We felt confident in our YZF setup for GP style tracks and racing so we went with the stiff settings on the Yamaha in favor of the soft and plush settings that grace our KTM.
The Laughlin car course is very fast in nature. For gearing went way up from the stock 13/50 setup to 14/49. This gearing was about perfect for this course as we had just enough top end to reach high 90’s but spacing between gearing wasn’t too large on the five-speed wide-ratio transmission. We averaged ~60mph on day one of racing and ~55mph on a rougher day two of racing – speeds were definitely high on this course!

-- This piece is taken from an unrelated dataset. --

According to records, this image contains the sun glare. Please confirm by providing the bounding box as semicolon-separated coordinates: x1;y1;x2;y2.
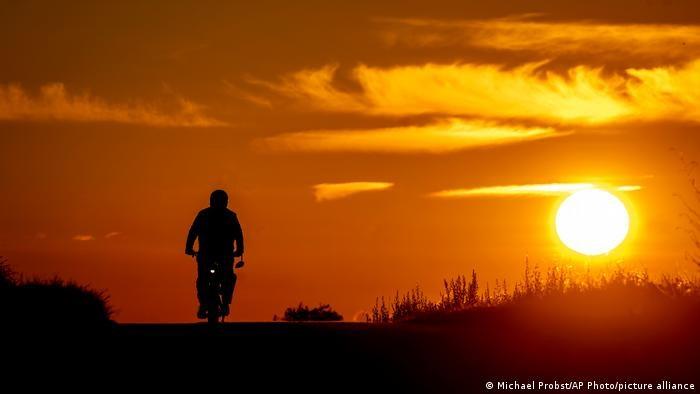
555;189;630;256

For mapping, we went with the “Magic Map” as it’s a fairly aggressive map that comes on smoother than stock but still pulls hard through the revs. On an all stock bike against some built 450’s, we pulled everyone on the starts and high speed straights at full speed.
Our tires of choice were again the Kenda Parker DT rear matched with a Washougal II front tire stuffed with Nitromousse’s. The Parker DT rear is a great tire in nearly every condition and worked well in the varied terrain Laughlin offered.
One “issue” we found with the Yamaha setup for this kind of racing is fuel mileage. Being limited to just a 2.8 gallon tank from IMS, we averaged ~17.5-18 mpg, and came in on fumes after 51 miles of racing. On a KTM, we could easily make it into the 60+ miles on a 3.0 gallon tank, and 110+ on a 4.5 gallon tank. Unfortunately, there aren’t really any solutions to this – planning fuel stops appropriately is more critical with the YZF.
After two days of racing, both Hayden Hintz and myself were in agreement that this was a better bike for this specific race. The Yamaha was set up with TCS Suspension valved and sprung for aggressive GP racing which worked wonders come Sunday where the course was torn to shreds from a full day of truck and car racing previous. Even on Saturday when it was much smoother, we could confidently charge into stuff and be more aggressive without repercussions having the stiffer setup. Also, the Yamaha felt more nimble and agile than our KTM – part due to the stiffer suspension being less wallowy, and part due to the big tank adding weight down low and not boasting a “top heavy” effect. Also, the power is plentiful but rideable and doesn’t need to be revved as much as the KTM.
Overall, the race weekend went very smoothly with one holeshot and one second place start, but getting into the lead very early and setting the pace in the dusty desert. We won the Overall on both days of racing to win the weekend’s combined Overall nearly seven minutes up on 2nd place.